Interview: Andrei Iwanowski und Tessa Szyszkowitz
profil: Schon vor der Finanzkrise haben Sie in ihrem Buch “Putin – das Fazit” mit Putins Wirtschaftspolitik abgerechnet. Was halten Sie jetzt von seinem Krisenmanagement? Nemzow: Putin hat die Leute mit Geld zum Schweigen gebracht. Doch jetzt steigen Arbeitslosigkeit und Inflation dramatisch; das Staatsbudget wird defizitär; Gas wird 27 Prozent mehr kosten. Strom ein Viertel mehr. Wenn die Geldtasche leer ist, werden die Leute der Staatspropaganda im Fernsehen nicht mehr glauben. Putin hat nicht den Rubel gestärkt, sondern die Rublowka (die legendäre Villenstraße der Millionäre westlich von Moskau, Anm.d.Red.)
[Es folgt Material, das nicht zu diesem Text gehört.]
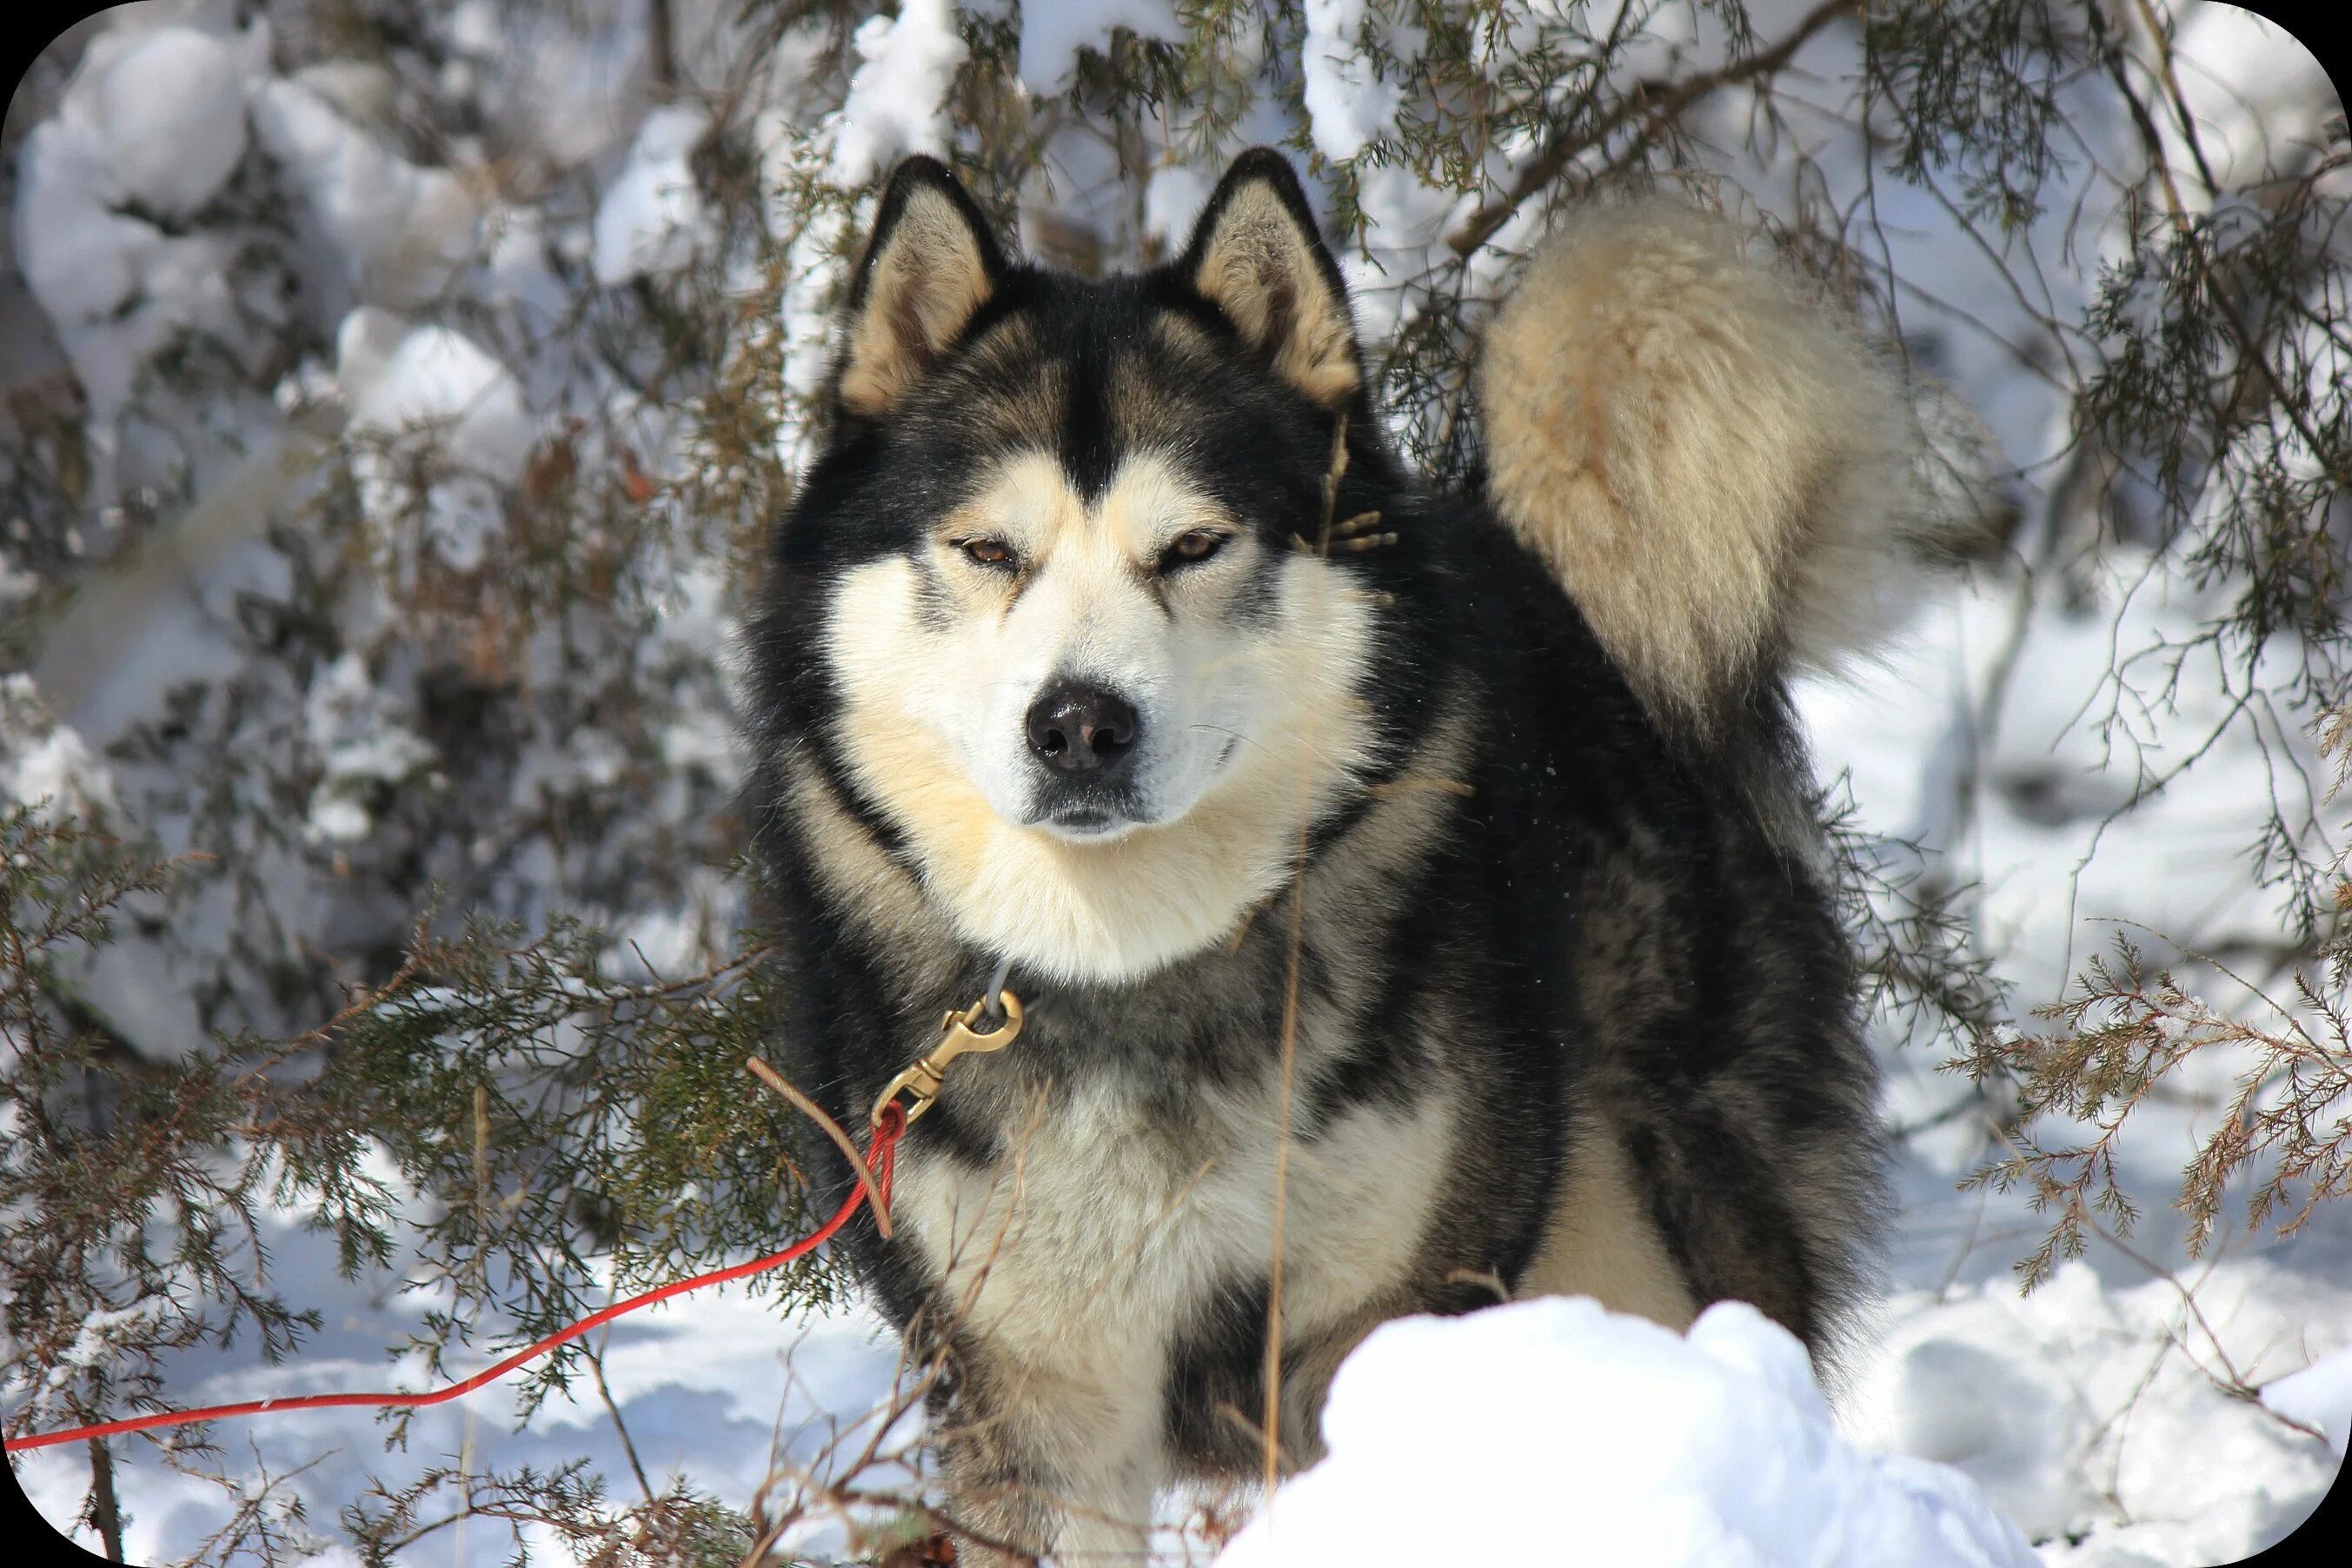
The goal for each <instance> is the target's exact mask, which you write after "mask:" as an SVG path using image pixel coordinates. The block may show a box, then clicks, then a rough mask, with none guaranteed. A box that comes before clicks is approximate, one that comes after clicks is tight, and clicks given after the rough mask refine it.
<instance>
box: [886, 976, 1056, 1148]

profil: Und dann tritt “Solidarnost”, ihr neues Oppositionsbündnis, auf den Plan? Nemzow: Es gibt drei Optionen: Linksextreme Nationalbolschewiken, rechtsextreme Skinheads und eben uns: die Liberalen. Wir gehen auf die Straße. Wir nehmen an Gemeinewahlen teil – nationale und regionale Wahlen gibt es nicht mehr wirklich, aber auf ganz unterer Ebene gibt es echte Wahlmöglichkeiten.
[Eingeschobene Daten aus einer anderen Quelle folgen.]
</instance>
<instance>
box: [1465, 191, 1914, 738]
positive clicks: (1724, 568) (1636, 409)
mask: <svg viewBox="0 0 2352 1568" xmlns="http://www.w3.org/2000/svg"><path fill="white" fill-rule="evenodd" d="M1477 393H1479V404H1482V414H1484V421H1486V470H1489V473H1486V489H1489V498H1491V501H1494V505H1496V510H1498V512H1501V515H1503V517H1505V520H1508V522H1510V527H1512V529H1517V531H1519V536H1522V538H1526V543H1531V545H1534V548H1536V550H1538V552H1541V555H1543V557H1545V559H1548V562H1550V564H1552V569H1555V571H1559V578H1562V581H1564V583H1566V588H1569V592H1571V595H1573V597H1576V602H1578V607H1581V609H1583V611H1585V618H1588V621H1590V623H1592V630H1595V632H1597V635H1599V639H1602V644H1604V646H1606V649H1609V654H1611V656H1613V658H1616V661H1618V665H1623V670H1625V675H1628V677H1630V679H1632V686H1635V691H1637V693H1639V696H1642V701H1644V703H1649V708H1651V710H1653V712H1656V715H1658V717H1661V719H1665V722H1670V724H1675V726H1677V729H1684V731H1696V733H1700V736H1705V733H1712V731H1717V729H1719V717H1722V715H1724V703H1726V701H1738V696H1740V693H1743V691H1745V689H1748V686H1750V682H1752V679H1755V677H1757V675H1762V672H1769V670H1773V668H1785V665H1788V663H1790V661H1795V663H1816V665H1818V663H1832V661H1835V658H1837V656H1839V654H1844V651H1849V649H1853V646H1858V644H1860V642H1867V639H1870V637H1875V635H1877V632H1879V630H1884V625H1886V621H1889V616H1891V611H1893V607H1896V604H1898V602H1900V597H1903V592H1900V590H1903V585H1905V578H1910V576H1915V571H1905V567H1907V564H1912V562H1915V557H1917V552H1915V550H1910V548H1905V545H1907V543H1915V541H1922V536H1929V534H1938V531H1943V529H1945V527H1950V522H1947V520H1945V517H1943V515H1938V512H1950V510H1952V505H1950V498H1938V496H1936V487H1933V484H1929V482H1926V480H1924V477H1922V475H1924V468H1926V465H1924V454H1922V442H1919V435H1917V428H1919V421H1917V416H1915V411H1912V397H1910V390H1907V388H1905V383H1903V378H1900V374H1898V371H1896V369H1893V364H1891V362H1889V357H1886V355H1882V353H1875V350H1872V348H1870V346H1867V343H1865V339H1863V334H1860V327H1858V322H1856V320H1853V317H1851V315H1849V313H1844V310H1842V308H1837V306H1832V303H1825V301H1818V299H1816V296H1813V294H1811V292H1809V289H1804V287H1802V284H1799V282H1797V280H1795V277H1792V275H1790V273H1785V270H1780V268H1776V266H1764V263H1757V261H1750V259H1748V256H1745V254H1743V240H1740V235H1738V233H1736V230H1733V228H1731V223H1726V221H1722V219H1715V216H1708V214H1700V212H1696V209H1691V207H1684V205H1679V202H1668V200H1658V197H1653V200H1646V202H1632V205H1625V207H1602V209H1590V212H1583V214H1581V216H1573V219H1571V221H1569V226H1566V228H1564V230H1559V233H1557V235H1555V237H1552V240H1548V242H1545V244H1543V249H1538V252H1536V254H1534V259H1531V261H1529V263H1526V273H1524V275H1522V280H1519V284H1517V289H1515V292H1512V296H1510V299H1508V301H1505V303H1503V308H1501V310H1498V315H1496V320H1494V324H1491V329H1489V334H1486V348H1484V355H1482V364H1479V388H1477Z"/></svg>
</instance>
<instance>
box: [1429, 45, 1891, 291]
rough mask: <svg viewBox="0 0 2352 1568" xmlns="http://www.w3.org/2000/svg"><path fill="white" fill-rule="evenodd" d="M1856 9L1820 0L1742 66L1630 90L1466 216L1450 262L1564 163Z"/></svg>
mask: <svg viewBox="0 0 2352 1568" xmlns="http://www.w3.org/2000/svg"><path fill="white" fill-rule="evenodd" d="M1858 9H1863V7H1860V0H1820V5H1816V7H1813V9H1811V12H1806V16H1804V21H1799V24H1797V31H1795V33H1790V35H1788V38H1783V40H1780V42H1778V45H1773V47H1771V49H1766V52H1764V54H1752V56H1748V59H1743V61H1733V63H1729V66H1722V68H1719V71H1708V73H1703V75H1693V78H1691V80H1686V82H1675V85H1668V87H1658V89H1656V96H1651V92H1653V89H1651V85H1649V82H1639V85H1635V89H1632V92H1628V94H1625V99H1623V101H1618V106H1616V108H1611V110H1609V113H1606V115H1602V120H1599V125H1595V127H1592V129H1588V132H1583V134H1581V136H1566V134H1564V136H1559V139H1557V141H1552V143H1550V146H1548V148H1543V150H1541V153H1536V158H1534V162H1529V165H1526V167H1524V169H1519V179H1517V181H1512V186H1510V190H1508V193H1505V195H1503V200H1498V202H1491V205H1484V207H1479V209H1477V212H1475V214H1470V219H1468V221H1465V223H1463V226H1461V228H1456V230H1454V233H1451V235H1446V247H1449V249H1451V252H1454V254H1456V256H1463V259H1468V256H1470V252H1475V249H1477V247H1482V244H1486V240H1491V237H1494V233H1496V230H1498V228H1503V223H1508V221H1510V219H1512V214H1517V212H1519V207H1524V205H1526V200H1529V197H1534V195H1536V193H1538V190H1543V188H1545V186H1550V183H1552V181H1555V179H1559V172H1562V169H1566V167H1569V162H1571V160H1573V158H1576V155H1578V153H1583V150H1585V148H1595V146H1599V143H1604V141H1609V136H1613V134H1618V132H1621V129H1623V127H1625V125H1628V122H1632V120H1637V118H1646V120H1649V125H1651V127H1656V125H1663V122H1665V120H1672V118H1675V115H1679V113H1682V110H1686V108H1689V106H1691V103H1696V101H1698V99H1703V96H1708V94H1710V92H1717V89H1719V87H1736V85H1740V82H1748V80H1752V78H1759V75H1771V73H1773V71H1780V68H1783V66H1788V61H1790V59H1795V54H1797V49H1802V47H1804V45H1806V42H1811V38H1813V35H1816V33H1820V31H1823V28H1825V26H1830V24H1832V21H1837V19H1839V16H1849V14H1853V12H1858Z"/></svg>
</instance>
profil: Bisher bläst das Staatsfernsehen auf allen Kanälen, dass nur Amerika an der Krise schuld ist. Nemzow: Mit dem neuen amerikanischen Präsidenten Barack Obama wird es nicht mehr so leicht sein, die USA für alles verantwortlich zu machen. Obama ist ein Filmstar. Es dämmert den Leuten schon längst, dass die amerikanische Wirtschaft vielleicht erkrankt ist, aber die russische ist im Vergleich dazu wie ein Aids-Kranker, unsere Wirtschaft hat überhaupt kein Immunsystem. Von den 600 Milliarden Dollar Staatsreserven sind 200 Milliarden bereits verbraten worden, der Reichtum verschwindet in einem schwarzen Loch. Putin lässt die Banken Dollars verkaufen und druckt Rubel. Trotzdem verliert die Währung jeden Tag an Wert.
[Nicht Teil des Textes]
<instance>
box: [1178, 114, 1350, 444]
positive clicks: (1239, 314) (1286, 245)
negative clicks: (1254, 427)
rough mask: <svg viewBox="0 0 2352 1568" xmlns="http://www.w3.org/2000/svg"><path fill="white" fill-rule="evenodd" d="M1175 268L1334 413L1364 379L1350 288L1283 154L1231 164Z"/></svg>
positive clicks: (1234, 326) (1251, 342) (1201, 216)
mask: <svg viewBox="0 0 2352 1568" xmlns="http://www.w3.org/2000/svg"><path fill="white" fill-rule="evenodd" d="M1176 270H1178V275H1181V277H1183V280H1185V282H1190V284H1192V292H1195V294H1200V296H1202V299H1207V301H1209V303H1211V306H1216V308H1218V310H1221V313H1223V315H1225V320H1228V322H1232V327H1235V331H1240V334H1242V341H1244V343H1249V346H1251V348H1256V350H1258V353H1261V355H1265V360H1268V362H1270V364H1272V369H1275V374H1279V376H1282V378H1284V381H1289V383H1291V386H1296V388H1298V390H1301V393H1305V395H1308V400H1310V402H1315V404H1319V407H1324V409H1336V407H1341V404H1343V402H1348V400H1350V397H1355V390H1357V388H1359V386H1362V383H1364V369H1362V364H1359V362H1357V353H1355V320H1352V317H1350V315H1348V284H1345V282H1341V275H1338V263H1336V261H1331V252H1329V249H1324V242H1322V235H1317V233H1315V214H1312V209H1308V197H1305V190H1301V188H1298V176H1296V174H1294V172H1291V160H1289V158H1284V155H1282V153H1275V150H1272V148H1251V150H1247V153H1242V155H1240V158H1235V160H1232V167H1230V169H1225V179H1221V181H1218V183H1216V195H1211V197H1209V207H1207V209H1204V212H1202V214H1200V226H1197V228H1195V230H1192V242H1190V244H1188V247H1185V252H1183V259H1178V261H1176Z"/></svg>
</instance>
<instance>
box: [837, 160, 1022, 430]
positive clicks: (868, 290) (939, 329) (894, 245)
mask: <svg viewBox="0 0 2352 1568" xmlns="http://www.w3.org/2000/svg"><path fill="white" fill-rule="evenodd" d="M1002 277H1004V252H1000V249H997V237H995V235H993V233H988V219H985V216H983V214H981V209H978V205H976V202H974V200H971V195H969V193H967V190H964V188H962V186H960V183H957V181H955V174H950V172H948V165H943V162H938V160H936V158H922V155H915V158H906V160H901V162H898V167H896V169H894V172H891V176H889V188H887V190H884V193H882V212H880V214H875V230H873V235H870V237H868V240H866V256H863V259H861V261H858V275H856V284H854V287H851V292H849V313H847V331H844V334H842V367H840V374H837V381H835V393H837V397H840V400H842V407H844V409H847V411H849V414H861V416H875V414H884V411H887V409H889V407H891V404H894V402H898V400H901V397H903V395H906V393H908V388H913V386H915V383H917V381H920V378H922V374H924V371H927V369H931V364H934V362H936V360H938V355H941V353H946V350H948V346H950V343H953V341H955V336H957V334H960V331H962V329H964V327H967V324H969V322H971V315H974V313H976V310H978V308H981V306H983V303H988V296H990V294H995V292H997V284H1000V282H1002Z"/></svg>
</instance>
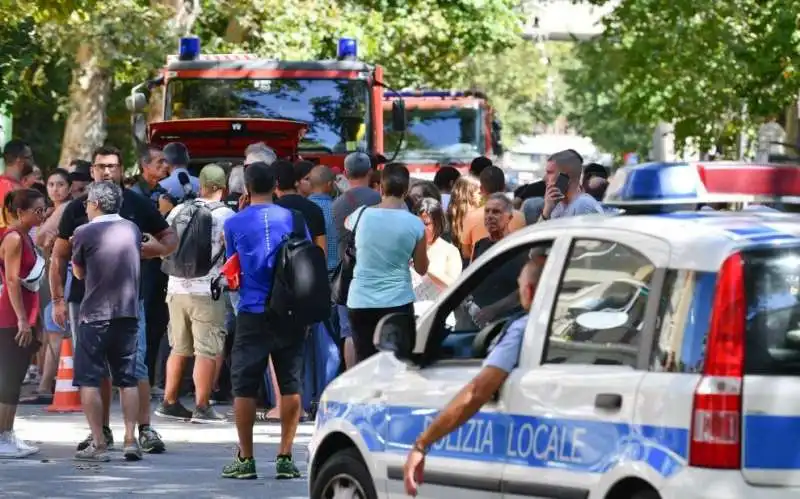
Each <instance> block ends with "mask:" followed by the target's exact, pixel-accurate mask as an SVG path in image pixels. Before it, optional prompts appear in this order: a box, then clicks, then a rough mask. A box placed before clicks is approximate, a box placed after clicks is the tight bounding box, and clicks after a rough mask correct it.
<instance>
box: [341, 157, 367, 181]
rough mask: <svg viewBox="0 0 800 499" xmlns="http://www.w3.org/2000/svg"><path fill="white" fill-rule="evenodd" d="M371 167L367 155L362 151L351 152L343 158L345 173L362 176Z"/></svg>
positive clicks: (365, 173) (358, 175) (358, 176)
mask: <svg viewBox="0 0 800 499" xmlns="http://www.w3.org/2000/svg"><path fill="white" fill-rule="evenodd" d="M371 169H372V161H370V158H369V155H367V154H366V153H363V152H351V153H350V154H348V155H347V157H345V158H344V171H345V174H347V175H350V176H354V177H363V176H365V175H366V174H367V173H369V171H370V170H371Z"/></svg>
profil: Mit “Solidarnost” haben Sie politische Anleihe bei den polnischen Werftarbeitern in Danzig genommen. Sind wir zurück in der Zeit vor der Perestroika? Nemzow: Russland ist natürlich nicht Polen. Aber der Name ist schon Programm: Ich halte die Verbindung von Gewerkschaften und Intellektuellen für ein gutes Konzept. Hier in Russland sind die offiziellen Arbeitnehmervertretungen völlig unter Putins Kontrolle. Doch es gibt auch unabhängige Gewerkschaften, auf die konzentrieren wir uns.
profil: Als das russische Finanzsystem 1998 zusammenbrach, waren Sie Vizepremierminister. Erinnert Sie die Lage heute nicht an damals? Nemzow: Als ich in der Regierung war, haben wir Russland von siebzig Jahren Sowjetkommunismus zu einer freien Marktwirtschaft reformiert. Ich war Vizepremierminister als der Ölpreis bei 12 Dollar pro Barrel lag. Putin hat das Land jetzt unter ganz anderen Umständen kaputtgewirtschaftet: Bei einem Ölpreis von 150 Dollar hat er es nicht geschafft, Russland in ein profitables Unternehmen zu verwandeln, dessen Wirtschaft auf mehr basiert als auf Öl. Russland heute ist eine Bananenrepublik. Putin hat keine Ahnung von Wirtschaft, er ist ein KGB-Mann ohne tiefere Einsichten. Putin ist gleich Stalin plus Abramowitsch (Josef Stalin, sowjetischer Diktator von 1924-1953; Roman Abramowitsch, bis zur Finanzkrise reichster Russe, Anm.d.Red.). Außerdem noch ein bisschen Turkmenbaschi (Saparmurat Nijasow, 2006 verstorbener absolutistischer Führer Turkmenistans, Anm. d. Red.). Der Westen ist ihm allerdings auch wichtig. Putin will mit Silvio Berlusconi in Sardinien in der Sonne sitzen.
profil: Warum lässt er dann nicht Dmitri Medwedew an die Macht? Nemzow: Das wäre ein wichtiger Schritt Richtung Reform. Medwedew entlässt wegen der tiefen Wirtschaftskrise seinen unfähigen Premierminister – nach der Verfassung kann er das tun. Dann setzt er bis zu freien Wahlen eine Technokratenregierung ein. Der Präsident ist eigentlich Jurist, ein Mann des Rechts, das hat er in vielen Reden gesagt. Dann mal los! Russland befindet sich schließlich nicht auf einem anderen Planeten als Österreich.